Salaries for non-certified employees including maintenance, secretaries, paraprofessionals, aides and custodians for the new fiscal year were approved by the board. Larson said the non-certified raises are 2 percent, in line with the recent three-year contract approved by the Association of Paris Teachers (APT) and the district.

In other business Monday, the board approved the hiring of former Paris High School physical education and basketball coach Shawn Nugent as a physical education teacher at Mayo Middle School. The vacancy was made possible by the transfer of Mayo P.E. teacher Mick Roberts to the district’s Alternative Learning Opportunities Program (ALOP) on Eads Avenue. The program provides the opportunity for dropouts or chronic truancy students with an opportunity to obtain their high school diplomas. The program has already graduated 15 students and 17 are presently enrolled. Larson said Nugent is also certified in adaptive P.E.

The board also:

Hired Debbie Ashley as the superintendent’s secretary and Melinda Lynch as a secretary.

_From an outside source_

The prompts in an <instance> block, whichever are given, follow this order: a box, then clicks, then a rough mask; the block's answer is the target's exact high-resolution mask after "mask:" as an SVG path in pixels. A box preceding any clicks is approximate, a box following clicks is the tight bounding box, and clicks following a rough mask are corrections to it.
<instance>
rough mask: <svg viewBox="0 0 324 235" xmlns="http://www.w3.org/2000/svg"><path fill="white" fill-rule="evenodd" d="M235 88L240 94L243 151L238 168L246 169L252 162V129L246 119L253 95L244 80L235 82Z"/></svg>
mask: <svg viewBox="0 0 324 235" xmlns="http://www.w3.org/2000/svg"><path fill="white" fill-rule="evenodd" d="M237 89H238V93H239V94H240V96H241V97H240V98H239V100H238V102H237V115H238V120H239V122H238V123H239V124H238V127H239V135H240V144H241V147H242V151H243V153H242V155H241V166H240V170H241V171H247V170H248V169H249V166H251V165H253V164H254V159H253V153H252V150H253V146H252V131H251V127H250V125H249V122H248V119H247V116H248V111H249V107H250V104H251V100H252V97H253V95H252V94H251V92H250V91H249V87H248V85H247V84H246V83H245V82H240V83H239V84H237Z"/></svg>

Hired Lori Black as a custodian.

Accepted the retirement request of Mayo Middle School guidance counselor Dan Gates in four years.

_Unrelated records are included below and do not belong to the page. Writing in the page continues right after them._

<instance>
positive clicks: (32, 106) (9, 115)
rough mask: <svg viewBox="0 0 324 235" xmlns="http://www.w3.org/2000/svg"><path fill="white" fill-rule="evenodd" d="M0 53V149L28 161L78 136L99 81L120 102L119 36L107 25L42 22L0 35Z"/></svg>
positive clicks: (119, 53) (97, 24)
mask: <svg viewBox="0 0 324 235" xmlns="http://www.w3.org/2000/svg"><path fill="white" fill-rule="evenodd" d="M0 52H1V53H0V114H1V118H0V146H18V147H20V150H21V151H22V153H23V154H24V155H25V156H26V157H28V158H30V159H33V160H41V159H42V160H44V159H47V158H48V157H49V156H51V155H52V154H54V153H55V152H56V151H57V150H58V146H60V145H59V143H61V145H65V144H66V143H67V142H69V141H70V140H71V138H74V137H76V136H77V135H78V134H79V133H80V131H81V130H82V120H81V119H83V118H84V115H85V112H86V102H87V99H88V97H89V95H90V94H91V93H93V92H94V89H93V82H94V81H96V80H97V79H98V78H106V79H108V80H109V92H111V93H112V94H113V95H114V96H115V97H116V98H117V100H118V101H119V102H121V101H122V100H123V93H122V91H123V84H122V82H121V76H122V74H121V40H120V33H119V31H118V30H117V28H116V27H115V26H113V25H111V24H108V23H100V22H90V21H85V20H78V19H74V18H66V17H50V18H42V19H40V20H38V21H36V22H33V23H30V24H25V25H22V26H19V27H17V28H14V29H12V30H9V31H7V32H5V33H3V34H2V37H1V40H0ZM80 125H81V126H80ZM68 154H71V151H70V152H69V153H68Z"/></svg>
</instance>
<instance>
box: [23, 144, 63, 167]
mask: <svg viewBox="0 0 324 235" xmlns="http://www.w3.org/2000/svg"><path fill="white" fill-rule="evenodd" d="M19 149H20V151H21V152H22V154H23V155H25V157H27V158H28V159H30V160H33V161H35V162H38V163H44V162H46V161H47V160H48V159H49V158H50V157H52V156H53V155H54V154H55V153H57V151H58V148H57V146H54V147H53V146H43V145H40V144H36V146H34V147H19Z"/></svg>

Approved the first reading of minor changes in district policy as recommended by the Illinois Association of School Boards.

Adopted the 2019-2010 school calendar. Teachers and staff will report for in-service on Wednesday, Aug. 14. Students will begin school Aug. 14-15 with early dismissal at 11:35 a.m. on those dates. The first full day of school will be Monday, Aug. 19.

Approved the student handbooks for the 2019-2020 school year.

Approved the district’s Risk Management Plan.

Approved the food agreements with HeadStart and Bridges. Paris 95 provides lunches for the children attending those programs.

At the beginning of the meeting, Larson introduced two students, Joshua Griffith and Eli Brinkerhoff, who were the first students to participate in IESA bowling and chess. Griffith, a fifth grader, bowled three games at the recent sectional tourney. Brinkerhoff was the first Paris 95 chess player to win a game in competition.

The board also heard from Wenz School teacher Stephanie Schmitt, who leads mentoring for new teachers in the district. Larson said there are over 20 new teachers in the Paris district this year and Schmitt coordinated making sure the new faculty had the support they needed.